Automatic language detection
Not all documents retrieved by the Ultra Search crawler specify the
language. For documents with no language specification, the Ultra Search
crawler attempts to automatically detect language. Specify Yes to turn
on this feature.
Crawling depth
A web document might contain links to other web documents, which in
turn might contain more links. This setting allows you to specify the
maximum number of nested links the crawler will follow. Click here for more information on the importance of the crawling
depth.
Crawler timeout threshold
Specify in seconds a crawler timeout. The crawler timeout threshold
is used to force a timeout when the crawler cannot access a web page.
Default character set
Specify the default character set. The crawler uses this setting when
an HTML document does not have its character set specified.
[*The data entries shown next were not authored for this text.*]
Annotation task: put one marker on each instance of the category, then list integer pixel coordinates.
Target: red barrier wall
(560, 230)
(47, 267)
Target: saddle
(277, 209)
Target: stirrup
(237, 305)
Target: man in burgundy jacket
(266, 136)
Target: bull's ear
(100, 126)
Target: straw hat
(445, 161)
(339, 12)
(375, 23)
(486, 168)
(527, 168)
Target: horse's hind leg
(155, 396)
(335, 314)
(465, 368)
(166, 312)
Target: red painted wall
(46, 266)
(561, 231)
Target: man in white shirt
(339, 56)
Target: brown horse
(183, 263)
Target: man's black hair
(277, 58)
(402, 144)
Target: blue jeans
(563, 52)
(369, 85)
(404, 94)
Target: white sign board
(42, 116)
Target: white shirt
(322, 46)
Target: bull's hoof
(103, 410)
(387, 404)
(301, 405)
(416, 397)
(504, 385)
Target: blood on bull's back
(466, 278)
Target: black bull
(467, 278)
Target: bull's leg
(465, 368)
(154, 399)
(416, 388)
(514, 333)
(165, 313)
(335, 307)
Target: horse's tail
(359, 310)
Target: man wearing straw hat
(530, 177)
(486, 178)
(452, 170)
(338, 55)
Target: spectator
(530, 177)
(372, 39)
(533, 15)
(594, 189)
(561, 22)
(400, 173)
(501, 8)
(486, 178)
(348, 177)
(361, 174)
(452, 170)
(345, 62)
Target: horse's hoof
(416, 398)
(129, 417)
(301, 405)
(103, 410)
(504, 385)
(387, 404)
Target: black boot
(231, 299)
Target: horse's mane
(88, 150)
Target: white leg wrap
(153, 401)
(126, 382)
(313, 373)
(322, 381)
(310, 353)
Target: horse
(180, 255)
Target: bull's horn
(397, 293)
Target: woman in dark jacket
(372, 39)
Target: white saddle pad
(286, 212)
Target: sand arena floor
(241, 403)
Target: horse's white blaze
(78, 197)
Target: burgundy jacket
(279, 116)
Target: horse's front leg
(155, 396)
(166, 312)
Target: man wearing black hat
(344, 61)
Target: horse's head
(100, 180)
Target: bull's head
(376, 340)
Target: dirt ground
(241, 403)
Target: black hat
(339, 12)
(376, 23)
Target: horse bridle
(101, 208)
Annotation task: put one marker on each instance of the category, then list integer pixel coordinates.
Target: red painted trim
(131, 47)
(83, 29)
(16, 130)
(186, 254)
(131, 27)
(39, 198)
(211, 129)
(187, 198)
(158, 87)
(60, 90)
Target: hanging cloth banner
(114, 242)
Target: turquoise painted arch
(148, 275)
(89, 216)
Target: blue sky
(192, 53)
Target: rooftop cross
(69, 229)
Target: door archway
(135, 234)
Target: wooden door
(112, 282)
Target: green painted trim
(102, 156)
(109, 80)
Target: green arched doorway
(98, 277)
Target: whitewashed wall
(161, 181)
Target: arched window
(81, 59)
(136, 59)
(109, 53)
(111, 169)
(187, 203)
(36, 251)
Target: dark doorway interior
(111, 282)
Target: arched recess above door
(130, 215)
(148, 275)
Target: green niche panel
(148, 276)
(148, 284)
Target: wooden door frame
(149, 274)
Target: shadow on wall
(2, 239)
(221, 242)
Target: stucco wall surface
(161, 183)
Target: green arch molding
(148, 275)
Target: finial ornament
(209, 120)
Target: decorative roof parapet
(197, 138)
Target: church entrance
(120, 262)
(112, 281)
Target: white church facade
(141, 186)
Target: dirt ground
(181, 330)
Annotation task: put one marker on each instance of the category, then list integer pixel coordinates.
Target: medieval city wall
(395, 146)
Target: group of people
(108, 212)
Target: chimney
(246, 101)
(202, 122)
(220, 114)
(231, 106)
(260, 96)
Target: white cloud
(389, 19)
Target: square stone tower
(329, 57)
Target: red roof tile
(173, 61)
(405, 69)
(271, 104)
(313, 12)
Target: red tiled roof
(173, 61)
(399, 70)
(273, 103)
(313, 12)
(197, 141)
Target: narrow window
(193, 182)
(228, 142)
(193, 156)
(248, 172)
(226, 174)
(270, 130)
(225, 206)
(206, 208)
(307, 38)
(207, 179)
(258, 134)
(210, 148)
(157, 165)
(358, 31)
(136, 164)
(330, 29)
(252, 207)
Temporary directory location and size
Specify a temporary directory and size. The crawler uses the temporary
directory for intermittent storage when gathering documents. Specify
the absolute path of the temporary directory. The size is the maximum
temporary space in megabytes that will be used by the crawler.
Logfile directory
Specify the logfile directory. The logfile directory is used for storing
the crawler logfile(s). The log file records all crawler activity, warnings,
and error messages for a particular schedule. It includes
messages logged at startup, runtime, and at shutdown.
By default, the Ultra Search crawler prints selected
crawler activity into each schedule logfile. Selective
printing is necessary to avoid creating immensely large
logfiles (which can easily happen when crawling a large number
of documents). However, in certain
situations, it may be beneficial to configure the crawler to
print detailed activity to each schedule logfile. This is known
as verbose logging. To configure the crawler for verbose
logging, you must log in to the Oracle Server using
SQL*PLus. Login as the Ultra Search instance owner
(or any user that has been granted administrative privileges
on that instance). Once logged in, run the following commands:
- exec wk_adm.use_instance('<instance_name>');
- exec wk_crw.update_crawler_config(verbose=>1);
Database connect string
The database connect string is a standard JDBC connect string used
by the crawler when it needs to connect to the database. The format
of the connect string must be as follows: [hostname]:[port]:[SID]
Use this page to view and edit remote crawler profiles. A remote crawler
profile consists of all parameters needed to run the Ultra Search crawler
on a remote machine other than the Oracle Ultra Search database. A remote
crawler profile is identified by the hostname. The profile includes
the cache, log, and mail directories that the remote crawler shares
with the database machine.
To set these parameters, click on "Edit". Enter the shared directory
paths as seen by the remote crawler. You must ensure that these directories
are are shared or mounted appropriately.